Reports stated it was a TU-22M3--to us, a Backfire bomber/recce plane. Swingwing, and supersonic capable. That is a huge airplane, almost 2/3rds the size of a B-1B. And notably, it is an Air Force type plane. A carrier plane is stressed to land without flaring at up to a design descent rate. If you are used to looking at carrier landings, then this one doesn't seem too abnormal.
It looked like they suffered a tailstrike. If they did, then it would be more likely that it was mishandling by the crew or a blind approach instrumentation problem that caused the breakup.
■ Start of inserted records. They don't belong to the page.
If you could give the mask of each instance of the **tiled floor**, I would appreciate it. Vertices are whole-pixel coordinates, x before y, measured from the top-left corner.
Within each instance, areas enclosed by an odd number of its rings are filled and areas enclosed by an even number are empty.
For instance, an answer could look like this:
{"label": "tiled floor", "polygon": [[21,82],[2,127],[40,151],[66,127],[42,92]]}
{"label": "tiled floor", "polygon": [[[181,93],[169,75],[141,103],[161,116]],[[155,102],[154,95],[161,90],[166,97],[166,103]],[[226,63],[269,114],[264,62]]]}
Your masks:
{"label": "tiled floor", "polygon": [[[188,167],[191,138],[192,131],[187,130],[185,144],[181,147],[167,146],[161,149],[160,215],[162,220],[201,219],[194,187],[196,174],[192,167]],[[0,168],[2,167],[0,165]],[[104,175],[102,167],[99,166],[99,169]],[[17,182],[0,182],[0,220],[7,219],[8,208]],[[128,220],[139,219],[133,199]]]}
One source was reporting it was a 30 year old airframe. The last one off the line would be 22 years old if published records are correct. That kind of detail may--or may not--be true, and may not really be relevant. Depends on the design life and maintenance. It was notoriously bad during the Soviet years. The Russians have been upgrading these recently. The M3 is current, I believe, and they plan to do a bunch of them.
Really lousy weather. Not just heavy fog and low visibility--with all that snow on the ground there would be little to no contrast. I can't imagine attempting this, but professional pilots do. These aircraft have a recent history of overrunning runways. On a snow and ice covered runway, you don't flare and tippy-toe, you plant it and try to keep it from overrunning. Still, it looked like the pilot rotated, but had not arrested the descent at all.